State warnings are prompting law enforcement agencies to curtail testing for drugs in the field

Posted at 6:42 PM, Jul 31, 2016
and last updated 2016-08-01 08:19:24-04

State and local law enforcement agencies are no longer testing drugs in the field due to the danger of officers becoming exposed to popular, potent drugs.

"It's another level of concern for us everyday in our job that we have to watch out for," said Sgt. Tim Hoffman of the State Highway Patrol's Elyria post.

Ohio Attorney General Mike DeWine has issued two bulletins in the past two months warning police about handling drugs like fentanyl and carfentanil, two extremely powerful drugs that are being mixed with heroin.

Fentanyl is 40-50 times stronger than heroin. Carfentanil is even stronger than fentanyl. It is used by veterinarians on large, wild animals. Any small exposure to these drugs may cause the person to have breathing and cognitive problems or even overdose and die.

"We have gone to a stance where we're not going to field test stuff," said Hoffman. "We're just going to send it straight to the lab. If a bag of white substance is sealed, we're not going to unseal it. We've actually gone to double-bagging everything we send to the lab."

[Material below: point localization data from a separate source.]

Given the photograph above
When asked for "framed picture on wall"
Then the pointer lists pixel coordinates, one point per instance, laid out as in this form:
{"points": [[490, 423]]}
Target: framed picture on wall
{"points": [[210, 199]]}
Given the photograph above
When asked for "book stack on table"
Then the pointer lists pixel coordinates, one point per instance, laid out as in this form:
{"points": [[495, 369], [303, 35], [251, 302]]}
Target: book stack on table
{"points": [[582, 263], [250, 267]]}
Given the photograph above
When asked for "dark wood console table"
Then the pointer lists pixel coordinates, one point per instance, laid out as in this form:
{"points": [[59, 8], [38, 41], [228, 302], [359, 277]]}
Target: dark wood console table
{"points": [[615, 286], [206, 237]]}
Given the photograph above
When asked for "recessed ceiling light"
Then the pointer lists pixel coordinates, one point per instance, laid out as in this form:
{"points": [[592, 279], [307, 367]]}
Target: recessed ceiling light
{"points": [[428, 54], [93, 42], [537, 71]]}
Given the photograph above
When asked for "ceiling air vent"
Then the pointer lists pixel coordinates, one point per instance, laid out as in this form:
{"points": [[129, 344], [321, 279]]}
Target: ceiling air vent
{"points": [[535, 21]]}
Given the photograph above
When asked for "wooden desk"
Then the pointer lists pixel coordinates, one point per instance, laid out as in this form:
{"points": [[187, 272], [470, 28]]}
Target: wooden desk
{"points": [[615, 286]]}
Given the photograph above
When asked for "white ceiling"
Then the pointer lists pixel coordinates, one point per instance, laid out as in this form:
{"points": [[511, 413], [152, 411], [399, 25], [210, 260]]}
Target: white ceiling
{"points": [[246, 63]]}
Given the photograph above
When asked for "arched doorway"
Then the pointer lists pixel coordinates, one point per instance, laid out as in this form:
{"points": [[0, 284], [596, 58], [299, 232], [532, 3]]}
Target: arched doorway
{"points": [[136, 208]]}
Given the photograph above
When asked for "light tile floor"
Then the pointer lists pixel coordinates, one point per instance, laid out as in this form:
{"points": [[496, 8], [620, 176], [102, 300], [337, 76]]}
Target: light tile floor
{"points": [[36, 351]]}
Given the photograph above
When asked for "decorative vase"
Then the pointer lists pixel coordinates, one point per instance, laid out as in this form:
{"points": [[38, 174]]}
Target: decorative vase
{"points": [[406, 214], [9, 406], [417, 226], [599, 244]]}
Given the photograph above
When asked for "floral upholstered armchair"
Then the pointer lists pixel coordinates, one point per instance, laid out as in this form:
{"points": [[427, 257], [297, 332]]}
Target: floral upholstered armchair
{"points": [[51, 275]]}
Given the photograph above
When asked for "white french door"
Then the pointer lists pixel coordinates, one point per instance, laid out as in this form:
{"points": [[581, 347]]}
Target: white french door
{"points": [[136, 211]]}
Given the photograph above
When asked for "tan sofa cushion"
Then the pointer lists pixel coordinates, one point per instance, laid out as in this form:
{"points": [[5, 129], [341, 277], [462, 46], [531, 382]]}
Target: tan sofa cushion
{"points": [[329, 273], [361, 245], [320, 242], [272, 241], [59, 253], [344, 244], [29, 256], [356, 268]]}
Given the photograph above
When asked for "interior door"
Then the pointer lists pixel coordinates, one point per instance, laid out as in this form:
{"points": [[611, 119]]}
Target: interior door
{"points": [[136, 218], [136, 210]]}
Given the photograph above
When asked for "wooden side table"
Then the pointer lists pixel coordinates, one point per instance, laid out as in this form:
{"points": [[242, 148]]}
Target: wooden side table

The state bulletins advise sending any evidence directly to laboratories for testing.

The State Highway Patrol said it sends all of its evidence to its own state laboratory. Lorain Police said it is doing more laboratory testing as it has become more cautious of field testing.

"With the warnings we've been getting in the last two months about the fentanyl, there's no reason to even try to field test it at this point," said Hoffman. "It's not as important as staying safe."